Probably it is known that Holomorphic function behave like polynomial with large degree and Riemann zeta function is meromorphic continuation such that we know that Every holomorphic function is meromorphic, but not vice versa, And Holmorphic function can be approximated by Taylor expansion theorme on the disk or by Weierstrass factorisation theorem then it is good to get polynomial approximation of Riemann zeta function in the strip at a least to solve many problems related for example by compositional inverse of that zeta which it is very interesting in complex analysis ,Any way for approximating Riemann zeta function in the strip ?

Answer 1

Let $$F_n(s) = \int_{-\infty}^\infty \zeta(i x) n e^{-\pi n^2 (-is-x)^2}dx$$

It is entire and as $n \to \infty$ it converges locally uniformly to $\zeta(s)$ on $\Re(s) < 1$.

Proof : That is it entire is obvious.

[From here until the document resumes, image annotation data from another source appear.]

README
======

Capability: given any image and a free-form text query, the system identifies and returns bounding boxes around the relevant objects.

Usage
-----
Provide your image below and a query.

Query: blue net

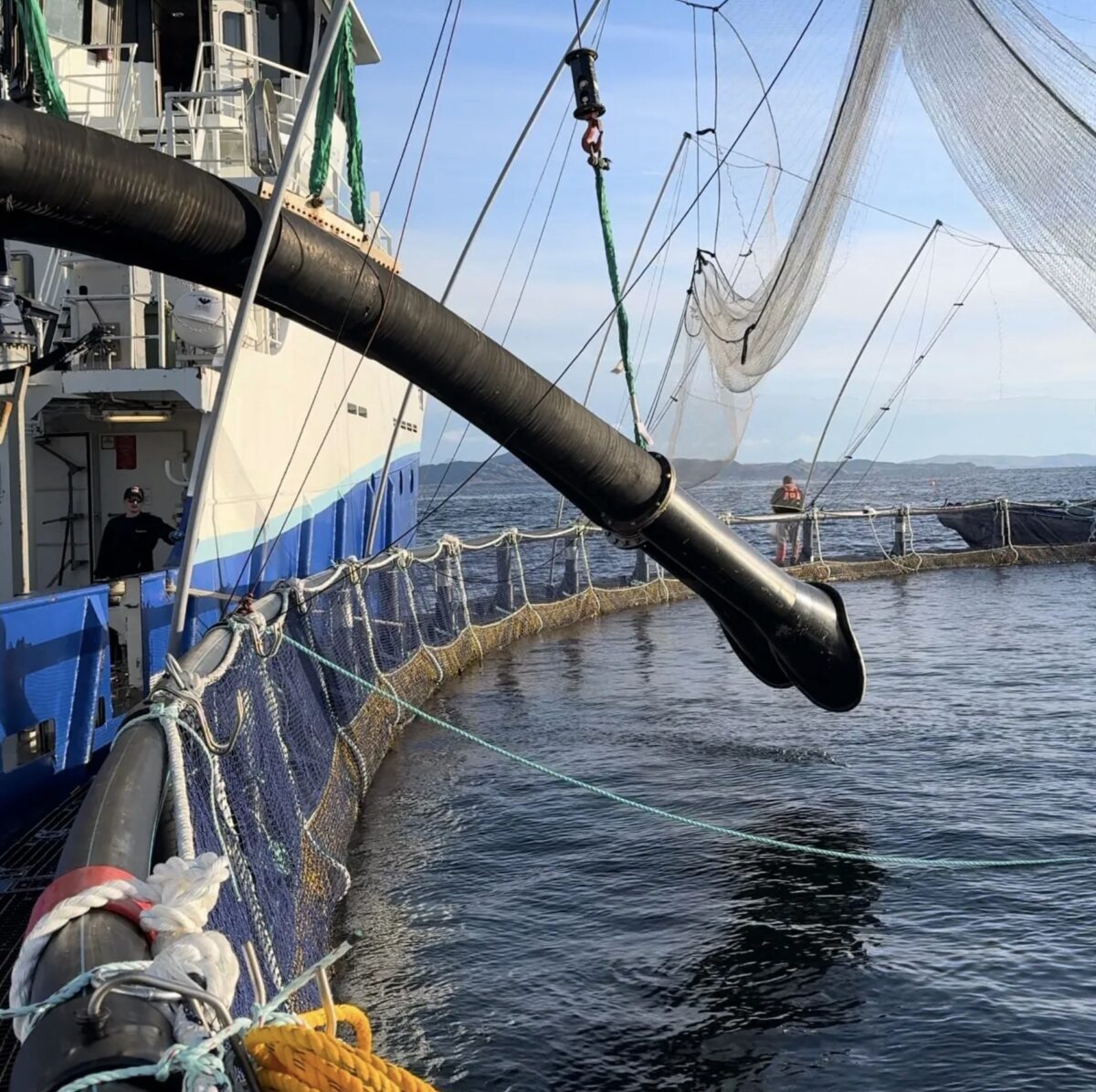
[170,526,685,1012]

With the change of variable $x = t-y$ for $t$ real we have $$F_n(it) = \int_{-\infty}^\infty \zeta(i (t-y)) n e^{-\pi n^2 y^2}dy$$ thus by analytic continuation for $ \Re(s) < 1$ $$F_n(s) = \int_{-\infty}^\infty \zeta(s-iy) n e^{-\pi n^2 y^2}dy$$ which (due to the continuity and the polynomial growth of $\zeta(s)$ on vertical strips) converges locally uniformly to $\zeta(s)$ on $\Re(s) < 1$.

Let $$F_{n,K_n}(s) = \sum_{k=0}^{K_n} \frac{F_n^{(k)}(0)}{k!} s^k$$ where $K_n$ is chosen such that $|F_{n,K_n}(s)-F_n(s)| \le 1/n$ on $\Re(s) \in [-n,1-1/n] , \Im(s) \in [-n,n]$, then $F_{n,K_n}(s) \to \zeta(s)$ locally uniformly on $\Re(s) <1$.